Management und Behandlung
Wie behandelt man Storchenbisse?
Da Storchenbisse harmlos und häufig sind, bedürfen sie keiner Behandlung. Wenn der Storchenbiss Ihres Kindes mit zunehmendem Alter nicht abklingt, kann es aus kosmetischen Gründen eine Entfernung des Bisses wünschen. Laserbehandlungen können einen Naevus simplex, der nicht verblasst, aufhellen oder entfernen.

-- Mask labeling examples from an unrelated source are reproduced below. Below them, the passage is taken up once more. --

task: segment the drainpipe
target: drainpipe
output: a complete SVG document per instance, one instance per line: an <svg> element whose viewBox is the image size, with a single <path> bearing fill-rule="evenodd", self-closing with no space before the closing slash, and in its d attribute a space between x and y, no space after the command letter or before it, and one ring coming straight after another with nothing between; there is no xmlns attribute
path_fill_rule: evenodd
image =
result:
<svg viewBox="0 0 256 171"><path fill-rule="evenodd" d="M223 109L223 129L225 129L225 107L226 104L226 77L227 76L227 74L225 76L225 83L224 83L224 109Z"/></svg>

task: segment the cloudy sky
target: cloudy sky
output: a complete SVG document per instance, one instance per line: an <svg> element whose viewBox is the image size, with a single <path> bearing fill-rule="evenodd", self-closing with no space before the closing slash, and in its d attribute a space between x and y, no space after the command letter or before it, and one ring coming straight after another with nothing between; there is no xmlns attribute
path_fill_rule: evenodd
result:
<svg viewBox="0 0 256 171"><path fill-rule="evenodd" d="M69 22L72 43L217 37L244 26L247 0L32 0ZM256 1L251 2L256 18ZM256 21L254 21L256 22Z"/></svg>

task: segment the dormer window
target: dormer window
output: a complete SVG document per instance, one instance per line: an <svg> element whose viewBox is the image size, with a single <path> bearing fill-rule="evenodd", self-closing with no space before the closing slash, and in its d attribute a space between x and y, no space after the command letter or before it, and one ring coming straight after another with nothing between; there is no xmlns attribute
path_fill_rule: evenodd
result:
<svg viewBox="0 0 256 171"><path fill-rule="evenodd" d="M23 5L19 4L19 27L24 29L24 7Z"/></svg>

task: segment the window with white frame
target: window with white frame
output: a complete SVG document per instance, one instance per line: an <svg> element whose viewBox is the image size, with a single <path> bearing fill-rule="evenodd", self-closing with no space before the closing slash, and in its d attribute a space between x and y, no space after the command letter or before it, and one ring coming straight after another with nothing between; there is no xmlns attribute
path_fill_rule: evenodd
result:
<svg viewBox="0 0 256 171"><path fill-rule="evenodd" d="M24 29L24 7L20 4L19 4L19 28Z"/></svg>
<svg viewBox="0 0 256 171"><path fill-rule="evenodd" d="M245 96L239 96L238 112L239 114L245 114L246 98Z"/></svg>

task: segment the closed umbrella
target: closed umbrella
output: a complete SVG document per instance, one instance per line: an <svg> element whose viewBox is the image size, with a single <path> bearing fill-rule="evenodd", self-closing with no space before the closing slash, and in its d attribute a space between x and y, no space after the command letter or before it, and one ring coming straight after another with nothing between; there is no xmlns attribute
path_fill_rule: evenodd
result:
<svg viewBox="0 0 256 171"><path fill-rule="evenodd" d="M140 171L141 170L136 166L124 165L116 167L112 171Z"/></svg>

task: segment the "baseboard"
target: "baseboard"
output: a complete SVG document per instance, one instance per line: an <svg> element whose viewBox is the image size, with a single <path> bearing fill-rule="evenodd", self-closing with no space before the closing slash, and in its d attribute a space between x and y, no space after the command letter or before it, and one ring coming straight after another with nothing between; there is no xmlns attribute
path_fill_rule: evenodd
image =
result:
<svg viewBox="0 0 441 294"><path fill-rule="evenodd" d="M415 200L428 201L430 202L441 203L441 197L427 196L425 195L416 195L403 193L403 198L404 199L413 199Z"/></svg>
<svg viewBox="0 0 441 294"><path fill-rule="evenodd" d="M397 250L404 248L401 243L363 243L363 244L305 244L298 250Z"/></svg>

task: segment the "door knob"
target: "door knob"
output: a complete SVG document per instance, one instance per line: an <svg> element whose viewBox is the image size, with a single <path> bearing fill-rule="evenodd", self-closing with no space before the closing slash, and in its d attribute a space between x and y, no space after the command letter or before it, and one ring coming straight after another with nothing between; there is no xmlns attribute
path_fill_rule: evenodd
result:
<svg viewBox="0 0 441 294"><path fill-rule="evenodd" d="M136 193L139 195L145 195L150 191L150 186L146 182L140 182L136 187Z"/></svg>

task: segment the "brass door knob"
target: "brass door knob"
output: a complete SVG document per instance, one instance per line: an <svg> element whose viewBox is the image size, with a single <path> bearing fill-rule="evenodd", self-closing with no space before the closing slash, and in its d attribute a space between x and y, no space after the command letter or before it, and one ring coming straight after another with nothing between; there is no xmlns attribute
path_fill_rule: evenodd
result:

Wann sollte mein Kind seinen Arzt aufsuchen?
Wenden Sie sich an den Arzt Ihres Kindes, wenn Sie den Storchenbiss bemerken:
- Wird größer
- Ändert die Farbe
- Wird erhaben oder geschwollen
Ausblick / Prognose
Wie lange dauern Storchenbisse?
Wenn Ihr Kind mit einem Storchenbiss geboren wird, kann es ein oder zwei Jahre dauern, bis der Biss verschwindet. Manche halten länger an, sogar bis ins Erwachsenenalter. Bei Storchenbissen am Hinterkopf oder Nacken Ihres Kindes ist es weniger wahrscheinlich, dass sie mit der Zeit vollständig verschwinden.
Weitere häufig gestellte Fragen
Was ist der Mythos hinter Storchenbissen?
Der Mythos von Storchenbissen stammt aus der Folklore, wo Störche (große Vögel) Babys zur Welt brachten. Der Begriff „Storchenbiss“ wurde erfunden, um die Bissspuren niedlich zu erklären, so als kämen sie aus dem Schnabel des Storches, während er das Baby im Nacken trug.
Eine Notiz von Swip Health
Storchenbisse, Engelsküsse und Lachsflecken sind allesamt süße Arten, Ansammlungen von Blutgefäßen zu beschreiben, die Sie möglicherweise auf der Haut Ihres Babys bemerken. Da Sie wissen, dass ein großer Vogel Ihr Freudenbündel nicht wirklich vor Ihre Haustür gebracht hat, fragen Sie sich vielleicht, ob diese Spuren schädlich sind. Machen Sie sich keine Sorgen – sie schaden Ihrem Baby nicht und verblassen oft mit der Zeit. Sprechen Sie mit dem Betreuer Ihres Kindes, wenn Sie besorgniserregende Veränderungen bemerken oder Fragen haben.

Willkommen auf meiner Seite!Ich bin Dr. J. K. Hartmann, Facharzt für Schmerztherapie und ganzheitliche Gesundheit. Mit langjähriger Erfahrung in der Begleitung von Menschen mit chronischen Schmerzen, Verletzungen und gesundheitlichen Herausforderungen ist es mein Ziel, fundiertes medizinisches Wissen mit natürlichen Methoden zu verbinden.